Based on what I know of the workflow, there is no update. There is no
bug report in bugzilla so there are no patches in review for it.
On 03/27/2017 10:59 AM, Mahdi Adnan wrote:
Hi,
Do you guys have any update regarding this issue ?
--
Respectfully*
**Mahdi A. Mahdi*
------------------------------------------------------------------------
*From:* Krutika Dhananjay <kdhan...@redhat.com>
*Sent:* Tuesday, March 21, 2017 3:02:55 PM
*To:* Mahdi Adnan
*Cc:* Nithya Balachandran; Gowdappa, Raghavendra; Susant Palai;
gluster-users@gluster.org List
*Subject:* Re: [Gluster-users] Gluster 3.8.10 rebalance VMs corruption
Hi,
So it looks like Satheesaran managed to recreate this issue. We will
be seeking his help in debugging this. It will be easier that way.
-Krutika
On Tue, Mar 21, 2017 at 1:35 PM, Mahdi Adnan <mahdi.ad...@outlook.com
<mailto:mahdi.ad...@outlook.com>> wrote:
Hello and thank you for your email.
Actually no, i didn't check the gfid of the vms.

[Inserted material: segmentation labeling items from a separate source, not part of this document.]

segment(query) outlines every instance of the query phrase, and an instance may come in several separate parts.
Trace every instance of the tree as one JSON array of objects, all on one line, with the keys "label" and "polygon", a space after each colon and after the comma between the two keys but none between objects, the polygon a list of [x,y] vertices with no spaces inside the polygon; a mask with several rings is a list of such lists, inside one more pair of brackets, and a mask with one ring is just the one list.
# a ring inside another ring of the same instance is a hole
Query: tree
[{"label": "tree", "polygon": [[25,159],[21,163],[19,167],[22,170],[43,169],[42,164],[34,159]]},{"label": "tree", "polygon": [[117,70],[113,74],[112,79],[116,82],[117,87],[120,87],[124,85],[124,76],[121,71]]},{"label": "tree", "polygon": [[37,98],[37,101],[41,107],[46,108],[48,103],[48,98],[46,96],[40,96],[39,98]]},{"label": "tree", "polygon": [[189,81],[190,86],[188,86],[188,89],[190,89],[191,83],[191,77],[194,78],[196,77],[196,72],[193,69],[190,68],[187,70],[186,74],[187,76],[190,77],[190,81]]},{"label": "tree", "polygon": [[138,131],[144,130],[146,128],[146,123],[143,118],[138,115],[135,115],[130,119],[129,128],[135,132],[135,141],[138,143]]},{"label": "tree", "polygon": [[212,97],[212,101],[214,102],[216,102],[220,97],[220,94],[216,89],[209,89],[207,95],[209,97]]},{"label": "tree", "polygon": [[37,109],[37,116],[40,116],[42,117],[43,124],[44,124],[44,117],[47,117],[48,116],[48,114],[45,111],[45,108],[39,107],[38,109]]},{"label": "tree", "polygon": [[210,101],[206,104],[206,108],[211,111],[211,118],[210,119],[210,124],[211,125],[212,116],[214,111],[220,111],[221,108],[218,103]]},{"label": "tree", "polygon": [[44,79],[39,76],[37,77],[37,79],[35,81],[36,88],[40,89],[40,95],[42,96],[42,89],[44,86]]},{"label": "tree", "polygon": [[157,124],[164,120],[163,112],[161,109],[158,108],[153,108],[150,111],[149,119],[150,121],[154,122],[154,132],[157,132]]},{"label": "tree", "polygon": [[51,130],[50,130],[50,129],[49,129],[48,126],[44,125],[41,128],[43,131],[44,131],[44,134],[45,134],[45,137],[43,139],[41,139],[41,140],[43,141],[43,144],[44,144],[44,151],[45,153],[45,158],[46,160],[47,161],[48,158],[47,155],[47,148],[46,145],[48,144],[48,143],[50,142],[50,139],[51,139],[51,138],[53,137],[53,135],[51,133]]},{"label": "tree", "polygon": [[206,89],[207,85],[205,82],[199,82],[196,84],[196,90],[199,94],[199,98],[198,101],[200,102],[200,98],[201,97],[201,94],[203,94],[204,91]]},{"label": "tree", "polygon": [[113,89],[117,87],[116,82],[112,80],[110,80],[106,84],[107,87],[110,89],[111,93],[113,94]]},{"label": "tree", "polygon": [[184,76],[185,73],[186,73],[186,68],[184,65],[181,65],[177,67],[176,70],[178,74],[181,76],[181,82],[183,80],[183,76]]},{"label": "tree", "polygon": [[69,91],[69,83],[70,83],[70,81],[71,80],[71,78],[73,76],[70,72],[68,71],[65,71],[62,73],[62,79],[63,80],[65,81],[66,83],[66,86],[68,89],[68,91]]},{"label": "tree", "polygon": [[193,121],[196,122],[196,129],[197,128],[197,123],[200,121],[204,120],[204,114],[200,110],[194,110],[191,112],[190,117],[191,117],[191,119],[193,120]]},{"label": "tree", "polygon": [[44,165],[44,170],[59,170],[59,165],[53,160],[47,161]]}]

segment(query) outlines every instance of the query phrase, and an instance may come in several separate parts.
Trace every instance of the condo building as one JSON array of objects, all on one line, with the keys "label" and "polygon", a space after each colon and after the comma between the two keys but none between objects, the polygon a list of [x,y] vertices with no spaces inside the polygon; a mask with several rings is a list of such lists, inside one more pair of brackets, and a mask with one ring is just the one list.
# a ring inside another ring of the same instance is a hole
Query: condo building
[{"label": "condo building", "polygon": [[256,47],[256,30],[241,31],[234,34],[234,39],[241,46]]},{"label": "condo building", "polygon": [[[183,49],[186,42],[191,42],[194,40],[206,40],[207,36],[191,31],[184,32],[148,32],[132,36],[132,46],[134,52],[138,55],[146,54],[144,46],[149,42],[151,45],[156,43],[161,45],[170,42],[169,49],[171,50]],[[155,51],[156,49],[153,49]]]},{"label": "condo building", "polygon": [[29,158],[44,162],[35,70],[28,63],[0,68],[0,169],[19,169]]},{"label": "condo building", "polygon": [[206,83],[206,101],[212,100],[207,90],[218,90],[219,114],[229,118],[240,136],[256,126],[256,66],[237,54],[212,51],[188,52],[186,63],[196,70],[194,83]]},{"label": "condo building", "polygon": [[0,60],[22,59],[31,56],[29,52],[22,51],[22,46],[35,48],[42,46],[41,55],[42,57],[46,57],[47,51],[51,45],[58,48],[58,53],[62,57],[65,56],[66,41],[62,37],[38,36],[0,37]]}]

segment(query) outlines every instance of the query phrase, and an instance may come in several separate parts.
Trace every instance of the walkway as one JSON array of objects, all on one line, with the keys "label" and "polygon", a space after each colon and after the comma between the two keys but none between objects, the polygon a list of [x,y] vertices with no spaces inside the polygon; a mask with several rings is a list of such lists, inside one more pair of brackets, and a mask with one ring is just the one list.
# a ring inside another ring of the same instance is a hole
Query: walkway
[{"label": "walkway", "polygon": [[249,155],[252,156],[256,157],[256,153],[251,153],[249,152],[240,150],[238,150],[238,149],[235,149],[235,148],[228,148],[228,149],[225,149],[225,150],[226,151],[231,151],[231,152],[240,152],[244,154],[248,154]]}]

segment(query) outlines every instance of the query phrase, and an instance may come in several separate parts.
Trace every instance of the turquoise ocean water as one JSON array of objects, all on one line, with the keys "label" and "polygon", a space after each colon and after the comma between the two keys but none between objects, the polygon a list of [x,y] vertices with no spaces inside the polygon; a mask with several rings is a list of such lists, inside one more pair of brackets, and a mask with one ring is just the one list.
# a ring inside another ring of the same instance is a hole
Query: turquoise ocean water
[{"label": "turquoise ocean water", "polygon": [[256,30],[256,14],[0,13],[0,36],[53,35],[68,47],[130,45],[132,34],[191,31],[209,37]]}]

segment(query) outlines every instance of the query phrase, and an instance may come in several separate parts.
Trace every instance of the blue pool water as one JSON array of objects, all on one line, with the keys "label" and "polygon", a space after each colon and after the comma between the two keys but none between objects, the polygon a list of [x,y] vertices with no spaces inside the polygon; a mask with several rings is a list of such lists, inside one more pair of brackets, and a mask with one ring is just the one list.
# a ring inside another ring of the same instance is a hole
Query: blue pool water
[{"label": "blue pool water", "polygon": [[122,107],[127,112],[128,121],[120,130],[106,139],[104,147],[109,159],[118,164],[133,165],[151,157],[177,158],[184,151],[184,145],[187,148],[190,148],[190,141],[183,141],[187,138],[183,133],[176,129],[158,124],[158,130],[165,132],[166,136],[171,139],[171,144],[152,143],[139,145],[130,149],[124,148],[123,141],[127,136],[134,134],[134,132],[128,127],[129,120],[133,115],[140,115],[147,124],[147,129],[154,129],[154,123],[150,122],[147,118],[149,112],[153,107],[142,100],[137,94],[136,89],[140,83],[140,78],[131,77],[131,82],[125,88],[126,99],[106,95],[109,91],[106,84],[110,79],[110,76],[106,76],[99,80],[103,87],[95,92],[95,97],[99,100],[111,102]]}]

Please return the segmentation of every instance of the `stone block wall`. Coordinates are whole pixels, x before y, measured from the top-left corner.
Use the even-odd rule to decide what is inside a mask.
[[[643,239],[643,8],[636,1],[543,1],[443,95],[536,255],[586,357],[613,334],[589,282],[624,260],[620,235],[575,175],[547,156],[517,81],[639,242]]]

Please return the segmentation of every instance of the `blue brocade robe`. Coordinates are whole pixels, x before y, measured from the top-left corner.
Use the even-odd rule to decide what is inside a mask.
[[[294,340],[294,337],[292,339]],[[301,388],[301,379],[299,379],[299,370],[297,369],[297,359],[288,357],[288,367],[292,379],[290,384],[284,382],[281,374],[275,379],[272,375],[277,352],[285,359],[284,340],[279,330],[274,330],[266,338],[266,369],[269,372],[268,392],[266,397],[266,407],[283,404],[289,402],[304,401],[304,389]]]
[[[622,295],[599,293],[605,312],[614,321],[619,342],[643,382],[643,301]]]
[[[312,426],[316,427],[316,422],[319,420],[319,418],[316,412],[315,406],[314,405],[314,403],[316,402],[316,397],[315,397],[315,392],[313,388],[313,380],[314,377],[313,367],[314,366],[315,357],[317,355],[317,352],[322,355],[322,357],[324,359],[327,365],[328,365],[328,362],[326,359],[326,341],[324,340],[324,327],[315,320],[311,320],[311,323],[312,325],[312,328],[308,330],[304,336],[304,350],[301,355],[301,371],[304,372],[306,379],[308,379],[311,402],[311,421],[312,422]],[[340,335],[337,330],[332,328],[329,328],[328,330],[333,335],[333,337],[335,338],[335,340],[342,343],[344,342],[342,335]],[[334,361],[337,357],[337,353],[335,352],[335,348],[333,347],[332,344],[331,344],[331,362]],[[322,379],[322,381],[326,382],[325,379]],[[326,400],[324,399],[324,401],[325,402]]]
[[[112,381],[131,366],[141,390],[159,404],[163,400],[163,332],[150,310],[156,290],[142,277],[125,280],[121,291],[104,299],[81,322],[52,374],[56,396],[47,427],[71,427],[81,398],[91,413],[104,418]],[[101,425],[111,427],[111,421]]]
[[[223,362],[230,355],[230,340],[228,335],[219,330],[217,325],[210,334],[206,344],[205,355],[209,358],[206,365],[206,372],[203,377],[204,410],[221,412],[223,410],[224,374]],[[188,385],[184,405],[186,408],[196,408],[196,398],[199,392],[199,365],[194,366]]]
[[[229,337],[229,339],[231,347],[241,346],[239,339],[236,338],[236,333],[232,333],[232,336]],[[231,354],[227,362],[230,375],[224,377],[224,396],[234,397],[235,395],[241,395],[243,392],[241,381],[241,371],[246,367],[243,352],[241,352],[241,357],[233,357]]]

If this will help, i can setup a new test cluster and get all the
data you need.
Get Outlook for Android <https://aka.ms/ghei36>
From: Nithya Balachandran
Sent: Monday, March 20, 20:57
Subject: Re: [Gluster-users] Gluster 3.8.10 rebalance VMs corruption
To: Krutika Dhananjay
Cc: Mahdi Adnan, Gowdappa, Raghavendra, Susant Palai,
gluster-users@gluster.org <mailto:gluster-users@gluster.org> List
Hi,
Do you know the GFIDs of the VM images which were corrupted?
Regards,
Nithya
On 20 March 2017 at 20:37, Krutika Dhananjay <kdhan...@redhat.com
<mailto:kdhan...@redhat.com>> wrote:
I looked at the logs.
From the time the new graph (since the add-brick command you
shared where bricks 41 through 44 are added) is switched to (line
3011 onwards in nfs-gfapi.log), I see the following kinds of errors:
1. Lookups to a bunch of files failed with ENOENT on both
replicas which protocol/client converts to ESTALE. I am guessing
these entries got migrated to
other subvolumes leading to 'No such file or directory' errors.
DHT and thereafter shard get the same error code and log the
following:
0 [2017-03-17 14:04:26.353444] E [MSGID: 109040]
[dht-helper.c:1198:dht_migration_complete_check_task]
17-vmware2-dht: <gfid:a68ce411-e381-46a3-93cd-d2af6a7c3532>:
failed to lookup the file on vmware2-dht [Stale file handle]
1 [2017-03-17 14:04:26.353528] E [MSGID: 133014]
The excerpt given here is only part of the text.